Review

Die Stunde wenn Dracula kommt
............................................................

Was wäre die Welt ohne Mario Bava? Diese Frage ist durchaus gerechtfertigt denn zumindest in der Welt des Kinos dürfte wenige geben deren Werke für sich gesehen schon der reine Wahnsinn waren und deren Einfluss darüberh inaus mittlerweile 30 Jahre später aus irgendeinem Film wegzudenken wären. Kameraeinstellung als POV von Insekten? War er. Filme die durch geniale Farb-Licht-Schattenspiele eher an lebendige Ölgemälde erinnern? War er. Die Erfindung des Giallo und Slasher Films? Sein Werk. Ohne Bava's "Planet der Vampire" würde Ridley Scott heute wahrscheinlich Hamburger verkaufen, ohne "Blutige Seite" hätte es nie einen Slasher-Film gegeben und ohne "Lisa and the Devil" würde selbst David Lynch wohl nicht so ganz wissen was er zu tun hätte.

Das Bava weder zu Lebzeiten den Ruhm ernten konnte der ihm gebührte spricht für die Ignoranz der Massen genauso wie für die Ungerechtigkeit im Filmgeschäft. Als Bava's beste Werke erschienen befand sich Deutschland im Heimatfilmfieber, später wurden seine Filme verboten, geschnitten, durch miserable Synchros und schwachsinnige Titel entstellt. Wer auf Bava's Fußspuren folgte wie z.B. Dario Argneto oder Lucio Fulci (mit mehr oder weniger gelungenen filmischen Resultaten) dem erging es kaum besser.

"Die Stunde wenn Dracula kommt" ist Bava's mehr oder weniger erster eigenständiger Film, nachdem er zuvor meistens den Regiestuhl teilen musste wie z.B. bei "Der Vampir von Notre Dame". Mit diesem Film hatte er das "Gothic-Horror" Genre gewissermaßen erfunden (gemeinsam mit den schon etwas länger aktiven Hammer Studios) und gleich einen seiner besten Vertreter kreiert.

Vor zwei Jahrhunderten wurde die Prinzessin Asa gemeinsam mit ihrem Liebhaber wegen Hexerei und Vampirismus hingerichtet, nicht ohne zuvor ihre komplette Familie (ihr Bruder hat ihr die Suppe eingebrockt) auf's satanischste zu verfluchen. Die sind davon nicht beeindruckt und so endet Asa mit einer auf der unangenehmsten Seite mit Eisenspitzen bestückten Teufelsmaske auf dem Scheiterhaufen. 200 Jahre später erwecken zwei ungläubige Reisende durch einen nicht sehr glaubwürdigen Zufall die Hexe wieder zum Leben die sich nach erfolgreicher Auferstehung ihres Geliebten an ihre Reinkarnation und Rache macht.

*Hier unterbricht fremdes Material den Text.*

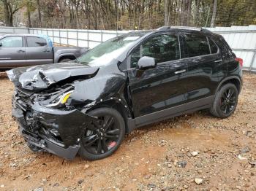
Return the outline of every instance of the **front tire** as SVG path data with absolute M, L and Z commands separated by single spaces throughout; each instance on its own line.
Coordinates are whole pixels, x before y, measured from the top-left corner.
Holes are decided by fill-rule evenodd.
M 217 93 L 210 112 L 219 118 L 227 118 L 236 110 L 238 91 L 235 85 L 228 83 L 222 86 Z
M 122 116 L 116 109 L 99 108 L 88 113 L 100 121 L 85 127 L 80 139 L 79 155 L 89 160 L 100 160 L 111 155 L 121 145 L 125 134 Z

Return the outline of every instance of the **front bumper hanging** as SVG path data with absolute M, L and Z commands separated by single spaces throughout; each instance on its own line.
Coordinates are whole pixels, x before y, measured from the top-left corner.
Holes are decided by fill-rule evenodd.
M 86 126 L 97 120 L 74 109 L 62 111 L 35 104 L 31 107 L 30 118 L 18 106 L 12 109 L 12 116 L 19 124 L 20 132 L 28 143 L 67 160 L 72 160 L 80 146 L 81 132 Z M 37 130 L 44 127 L 58 132 L 61 141 L 40 134 Z

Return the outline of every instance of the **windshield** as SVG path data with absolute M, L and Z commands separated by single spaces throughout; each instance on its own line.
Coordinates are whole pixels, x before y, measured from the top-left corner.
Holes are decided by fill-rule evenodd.
M 76 61 L 90 66 L 107 65 L 116 59 L 127 48 L 143 34 L 129 34 L 108 40 L 79 57 Z

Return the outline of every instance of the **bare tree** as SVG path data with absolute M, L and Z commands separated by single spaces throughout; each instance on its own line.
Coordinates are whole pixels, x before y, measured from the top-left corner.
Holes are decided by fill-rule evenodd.
M 169 25 L 170 1 L 170 0 L 165 0 L 165 26 Z
M 212 11 L 212 17 L 211 17 L 211 27 L 214 27 L 216 14 L 217 12 L 217 5 L 218 5 L 218 0 L 214 0 L 214 9 Z
M 13 15 L 23 6 L 20 0 L 0 0 L 4 7 L 4 22 L 7 26 L 13 26 Z
M 42 27 L 41 7 L 39 0 L 37 0 L 39 26 Z

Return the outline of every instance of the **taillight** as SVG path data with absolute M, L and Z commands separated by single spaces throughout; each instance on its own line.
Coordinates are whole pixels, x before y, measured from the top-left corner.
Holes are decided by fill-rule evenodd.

Barbara Steele glänzt hier in einer Doppelrolle als böse Hexe und unschuldige Tochter des jetzigen Prinzen die in den Bann ihrer satanischen Ahnin gerät. Die Atmosphäre ist Bava dabei unvergleichlich gut gelungen, der Film ist fasst wie ein düsteres Märchen und die Kulissen einfach nur bildschön. Man merkt oft dass Bava auch einige Einfälle aus diesem Film später in "Black Sabbath" wieder verwendet hat, z.B. die Szene als der alte König bekanntschaft mit dem Liebhaber von Asa macht oder als ebenjener mit seiner schwarzen Kutsche in's Dorf reitet - haargenau die gleiche Einstellung und Musik wie in "Black Sabbath" nur dass dort Boris Karloff himself auf der Leinwand ist. Die Schauspieler sind teilweise zwar alles andere als talentiert (man kommt nicht umhin den Typ der Andre spielt die Eisenmaske auf's Gesicht drücken zu wollen) und auch die englische Syncro nervt teilweise ziemlich ("Look! The mask of Satan!") - aber allen etwaigen Schwächen prallen von der Grundsubstanz dieses filmischen Geniestreiches ab.

"Die Stunde wenn Dracula kommt" ist einer von Bava's besten Filmen und schon alleine deshalb 10 Punkte wert. Pflicht für jeden der über den Rand des Mainstreams hinausschauen kann und Therapie für den Rest.